Lots of chatter about Barack Obama’s new MySpace-style social network, which he just launched in conjunction with the start of his official bid to become the next POTUS. It’s at my.barackobama.com, and it has all the requisite tools of a supposedly Web 2.0 campaign — profiles, blogs, friend requests, and (of course) built-in campaign financing tools so you can help Barack make it to the White House. But does everyone get Barack as a friend, the way all MySpacers get founder Tom Anderson? Inquiring minds want to know.

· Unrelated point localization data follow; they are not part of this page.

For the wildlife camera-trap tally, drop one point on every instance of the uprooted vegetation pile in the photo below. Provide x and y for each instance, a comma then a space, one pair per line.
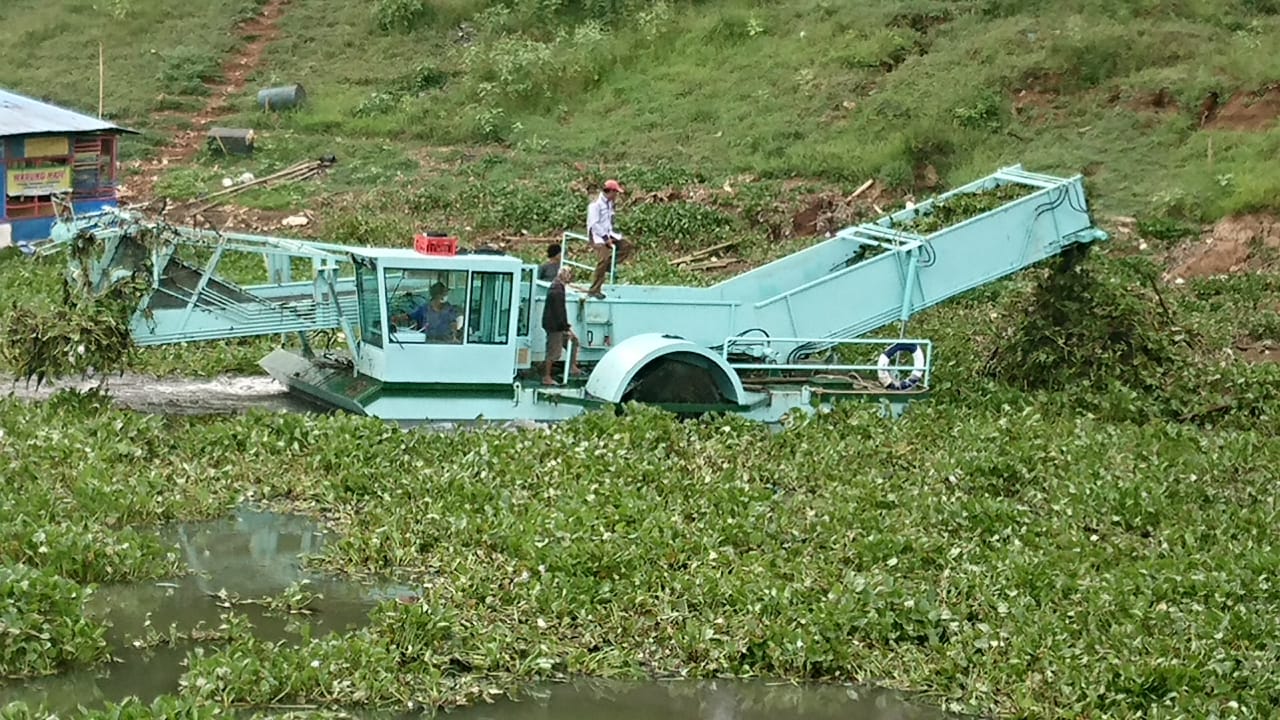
1080, 328
86, 332
963, 206
1107, 340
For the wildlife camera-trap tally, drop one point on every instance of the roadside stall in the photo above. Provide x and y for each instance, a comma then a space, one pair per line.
51, 155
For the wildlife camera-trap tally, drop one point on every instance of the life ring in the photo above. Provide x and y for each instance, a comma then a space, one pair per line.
888, 378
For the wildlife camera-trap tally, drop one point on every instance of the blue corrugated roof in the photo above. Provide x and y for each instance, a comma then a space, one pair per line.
24, 115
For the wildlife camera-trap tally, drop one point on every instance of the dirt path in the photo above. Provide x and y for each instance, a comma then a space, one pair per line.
257, 33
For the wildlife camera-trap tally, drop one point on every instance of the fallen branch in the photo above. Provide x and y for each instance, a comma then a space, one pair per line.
709, 265
862, 190
302, 171
704, 253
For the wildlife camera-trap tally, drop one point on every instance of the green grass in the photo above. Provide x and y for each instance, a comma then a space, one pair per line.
1075, 528
810, 89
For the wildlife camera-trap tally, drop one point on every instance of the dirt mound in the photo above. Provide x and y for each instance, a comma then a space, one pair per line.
828, 212
1244, 110
1234, 245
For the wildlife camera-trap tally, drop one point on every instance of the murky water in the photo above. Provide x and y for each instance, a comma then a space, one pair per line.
256, 555
703, 701
176, 396
250, 556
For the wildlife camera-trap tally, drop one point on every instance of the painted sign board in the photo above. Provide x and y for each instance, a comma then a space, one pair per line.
37, 181
46, 147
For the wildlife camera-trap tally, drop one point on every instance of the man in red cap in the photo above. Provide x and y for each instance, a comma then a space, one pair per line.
604, 238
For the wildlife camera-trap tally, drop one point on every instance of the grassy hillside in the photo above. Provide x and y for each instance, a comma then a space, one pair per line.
832, 91
1078, 523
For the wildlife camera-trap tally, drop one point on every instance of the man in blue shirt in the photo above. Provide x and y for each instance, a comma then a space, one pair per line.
438, 319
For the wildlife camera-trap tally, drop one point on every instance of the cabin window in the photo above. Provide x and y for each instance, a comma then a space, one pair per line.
425, 305
369, 304
489, 314
526, 301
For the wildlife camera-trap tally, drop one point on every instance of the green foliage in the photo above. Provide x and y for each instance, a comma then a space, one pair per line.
44, 623
402, 16
677, 223
942, 551
1082, 331
963, 206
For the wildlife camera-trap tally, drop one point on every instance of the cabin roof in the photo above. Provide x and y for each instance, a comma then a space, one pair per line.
22, 115
414, 258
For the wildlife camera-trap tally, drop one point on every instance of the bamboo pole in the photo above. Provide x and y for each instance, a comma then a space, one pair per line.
101, 74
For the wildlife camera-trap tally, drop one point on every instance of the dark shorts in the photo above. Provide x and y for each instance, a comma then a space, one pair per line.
556, 345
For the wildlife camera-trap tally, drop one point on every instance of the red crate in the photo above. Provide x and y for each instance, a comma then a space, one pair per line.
435, 244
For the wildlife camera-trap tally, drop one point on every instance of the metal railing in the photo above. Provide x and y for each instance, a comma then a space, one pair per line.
771, 358
590, 269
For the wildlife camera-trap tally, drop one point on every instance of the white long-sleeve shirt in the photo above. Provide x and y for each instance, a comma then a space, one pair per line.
599, 220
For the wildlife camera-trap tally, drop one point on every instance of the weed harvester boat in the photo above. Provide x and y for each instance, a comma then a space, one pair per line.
782, 337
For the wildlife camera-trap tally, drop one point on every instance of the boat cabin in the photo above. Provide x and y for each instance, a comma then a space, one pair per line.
443, 319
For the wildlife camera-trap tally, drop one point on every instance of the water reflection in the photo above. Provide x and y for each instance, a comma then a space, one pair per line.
714, 700
247, 556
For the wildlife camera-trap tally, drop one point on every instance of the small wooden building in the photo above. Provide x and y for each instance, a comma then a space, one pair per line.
51, 154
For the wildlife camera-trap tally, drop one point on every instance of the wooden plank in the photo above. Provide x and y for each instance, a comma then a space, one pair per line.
709, 265
862, 188
704, 253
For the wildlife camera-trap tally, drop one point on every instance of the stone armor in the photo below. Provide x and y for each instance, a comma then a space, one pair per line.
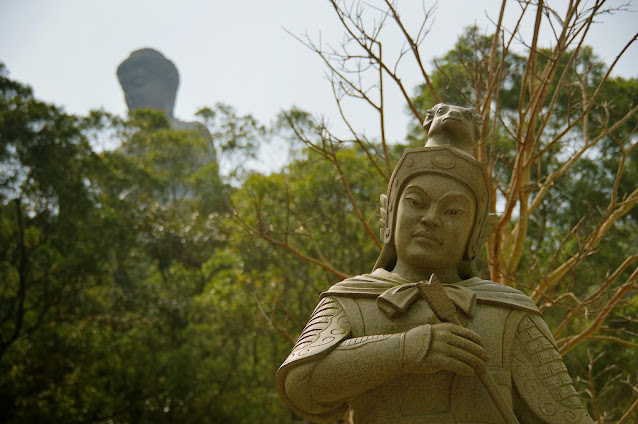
524, 359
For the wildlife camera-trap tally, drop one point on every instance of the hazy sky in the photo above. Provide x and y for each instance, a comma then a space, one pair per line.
235, 52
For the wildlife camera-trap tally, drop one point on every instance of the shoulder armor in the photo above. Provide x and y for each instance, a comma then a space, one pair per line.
328, 326
540, 376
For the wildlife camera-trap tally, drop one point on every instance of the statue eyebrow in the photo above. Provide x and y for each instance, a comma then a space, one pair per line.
448, 197
416, 187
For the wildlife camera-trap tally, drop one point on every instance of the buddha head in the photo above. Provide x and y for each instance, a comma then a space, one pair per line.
149, 80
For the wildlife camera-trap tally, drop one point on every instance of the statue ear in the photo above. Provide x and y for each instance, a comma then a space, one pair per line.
384, 207
490, 222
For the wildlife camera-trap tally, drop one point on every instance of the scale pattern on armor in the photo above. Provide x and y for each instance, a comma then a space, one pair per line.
328, 326
543, 379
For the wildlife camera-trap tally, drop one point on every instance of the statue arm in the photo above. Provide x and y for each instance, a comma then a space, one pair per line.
328, 368
544, 392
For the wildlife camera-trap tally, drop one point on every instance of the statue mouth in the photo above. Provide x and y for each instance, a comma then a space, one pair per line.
427, 237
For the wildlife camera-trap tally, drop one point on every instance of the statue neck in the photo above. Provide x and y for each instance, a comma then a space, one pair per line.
414, 274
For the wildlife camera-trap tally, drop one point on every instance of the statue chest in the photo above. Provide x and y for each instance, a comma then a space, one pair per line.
441, 397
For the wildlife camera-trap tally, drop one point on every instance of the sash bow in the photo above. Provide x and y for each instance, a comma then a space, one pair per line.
398, 299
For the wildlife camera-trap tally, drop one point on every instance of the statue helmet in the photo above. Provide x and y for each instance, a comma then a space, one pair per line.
450, 160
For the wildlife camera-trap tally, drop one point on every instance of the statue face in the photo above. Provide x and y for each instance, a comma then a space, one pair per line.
435, 216
145, 90
453, 120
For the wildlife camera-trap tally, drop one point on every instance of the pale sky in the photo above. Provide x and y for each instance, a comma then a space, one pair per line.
236, 52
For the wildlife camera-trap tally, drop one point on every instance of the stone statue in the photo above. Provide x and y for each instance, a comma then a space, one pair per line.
422, 339
150, 80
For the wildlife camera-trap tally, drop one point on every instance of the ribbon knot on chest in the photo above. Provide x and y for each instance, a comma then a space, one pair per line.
398, 299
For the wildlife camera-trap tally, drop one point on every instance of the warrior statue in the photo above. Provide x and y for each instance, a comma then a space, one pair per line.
422, 339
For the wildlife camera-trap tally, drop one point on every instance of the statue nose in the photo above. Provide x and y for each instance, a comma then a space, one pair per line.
430, 218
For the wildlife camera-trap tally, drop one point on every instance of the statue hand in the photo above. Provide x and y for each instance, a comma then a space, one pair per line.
443, 347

Fred Wilson has some problems with Barack’s attempts to get all Web 2.0, including the use of Brightcove’s video player, but my problem with the whole thing is a little more philosophical. In part, I’m unconvinced that politicians and political parties — which are inherently even more artificial, controlled and paranoid than companies (and we all know how blogging and social networking gets treated at many of the latter, thanks to Wal-Mart and Edelman) — are really going to walk the walk, as opposed to just talking the talk. John Edwards has passed one test when it comes to defending bloggers associated with his campaign, but there are sure to be others.
And I also wonder whether it makes any sense to try and convince everyone to come and create a blog and invest time in all those other social-networking aspects of their lives exclusively at my.barackobama.com. Why not have a site that acts more like SuperGlu or Squidoo or something like that, one that pulls in blog posts and photos from Flickr and aggregates it all in one place, instead of making people go to Obama’s site to write or post? Of course, that would only increase the risks to the campaign, but that comes with the territory. And presumably Obama’s legion of volunteers could monitor the content.
I think there’s a risk that the social networks Barack and others are trying to build will become little more than Potemkin villages. My friend Rob Hyndman thinks that Obama could have what it takes, and that his site goes a long way towards following through on the promise of Politics 2.0.